Le sacrifice de « Moi », et la renonciation ne sont pas des gestes de noblesse qui sont dignes d’éloge ou d’exemple. Nous possédons, toutes sortes de choses matérielles, car sans possession nous ne sommes rien. Les possessions sont, bien évidemment, multiples et variées.
La personne qui ne possède pas de biens matériels peut être attaché au savoir ainsi qu’aux idées. Quelqu’un d’autre peut, lui, être attaché à la vertu, à l’expérience du monde, un autre à la renommée, ainsi de suite… Sans possession quelconque, le Moi n’existe pas ; le Moi est la possession, la vertu, le mobilier, le nom. Dans la peur de n’être rien, l’esprit se rattache au nom, au mobilier et à sa valeur. Il y renoncera afin d’atteindre un niveau supérieur, plus haut et plus gratifiant, plus permanent.
La peur de n’être rien, de l’incertitude, conduit donc à cet attachement, à la possession. Lorsqu’elle est insatisfaisante, ou encore qu’elle devient doulourese, on y renonce au profit d’un attachement plus agréable. La possession ultime, de tout être, la plus gratifiante, est le mot Dieu, ou son substitut dans la société ; l’Etat.
Tant que nous ne souhaitons pas être rien, ce qu’en fait nous sommes, nous engendrerons immanquablement souffrance et peine.
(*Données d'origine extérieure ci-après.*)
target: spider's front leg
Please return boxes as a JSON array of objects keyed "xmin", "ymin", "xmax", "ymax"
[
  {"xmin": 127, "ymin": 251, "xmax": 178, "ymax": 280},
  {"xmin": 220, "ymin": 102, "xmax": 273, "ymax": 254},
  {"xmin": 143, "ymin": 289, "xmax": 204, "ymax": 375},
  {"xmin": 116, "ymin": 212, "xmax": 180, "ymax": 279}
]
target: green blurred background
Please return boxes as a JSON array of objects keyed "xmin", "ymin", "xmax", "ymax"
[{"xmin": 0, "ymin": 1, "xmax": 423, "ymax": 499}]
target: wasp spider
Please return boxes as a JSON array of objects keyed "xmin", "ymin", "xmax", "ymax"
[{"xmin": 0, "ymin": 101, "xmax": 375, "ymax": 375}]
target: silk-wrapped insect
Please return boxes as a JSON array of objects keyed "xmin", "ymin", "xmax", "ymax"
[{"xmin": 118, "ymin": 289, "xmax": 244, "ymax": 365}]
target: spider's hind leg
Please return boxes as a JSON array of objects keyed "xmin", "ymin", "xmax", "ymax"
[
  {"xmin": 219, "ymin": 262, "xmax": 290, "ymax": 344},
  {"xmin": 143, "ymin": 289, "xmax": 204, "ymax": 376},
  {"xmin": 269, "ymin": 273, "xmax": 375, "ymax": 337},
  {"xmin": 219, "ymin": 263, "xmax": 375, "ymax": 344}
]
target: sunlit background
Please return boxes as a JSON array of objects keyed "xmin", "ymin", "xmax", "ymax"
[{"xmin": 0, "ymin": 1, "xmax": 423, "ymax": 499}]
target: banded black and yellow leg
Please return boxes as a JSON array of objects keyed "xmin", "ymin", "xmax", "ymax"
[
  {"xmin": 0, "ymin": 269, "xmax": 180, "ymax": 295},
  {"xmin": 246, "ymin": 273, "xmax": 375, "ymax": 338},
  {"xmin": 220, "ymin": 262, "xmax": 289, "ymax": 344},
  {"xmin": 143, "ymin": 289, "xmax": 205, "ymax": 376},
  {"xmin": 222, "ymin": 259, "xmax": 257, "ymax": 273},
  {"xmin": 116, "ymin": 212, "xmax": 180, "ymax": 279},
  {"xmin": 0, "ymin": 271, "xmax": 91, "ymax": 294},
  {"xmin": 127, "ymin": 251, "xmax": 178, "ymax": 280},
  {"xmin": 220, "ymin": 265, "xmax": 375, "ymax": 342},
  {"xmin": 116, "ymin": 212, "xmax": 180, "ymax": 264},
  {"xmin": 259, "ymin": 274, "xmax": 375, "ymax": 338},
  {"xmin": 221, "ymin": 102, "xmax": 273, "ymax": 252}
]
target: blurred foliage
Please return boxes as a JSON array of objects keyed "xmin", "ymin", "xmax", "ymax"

Accepeter de n’être rien n’est pas une affaire de renonciation, d’obligation qui soit intérieure ou extérieure, mais de voir la vérité de ce qui est. Voir la vérité de ce qui est libère de la peur et de l’insécurité, cette peur qui engendre l’attachement et conduit à l’illusion du détachement, du renoncement.
L’amour de ce qui est est le commencement de la sagesse. L’amour seul partage, seul il peut communiquer ; mais le renoncement et le sacrifice de soi sont les voies de l’isolement et de l’illusion.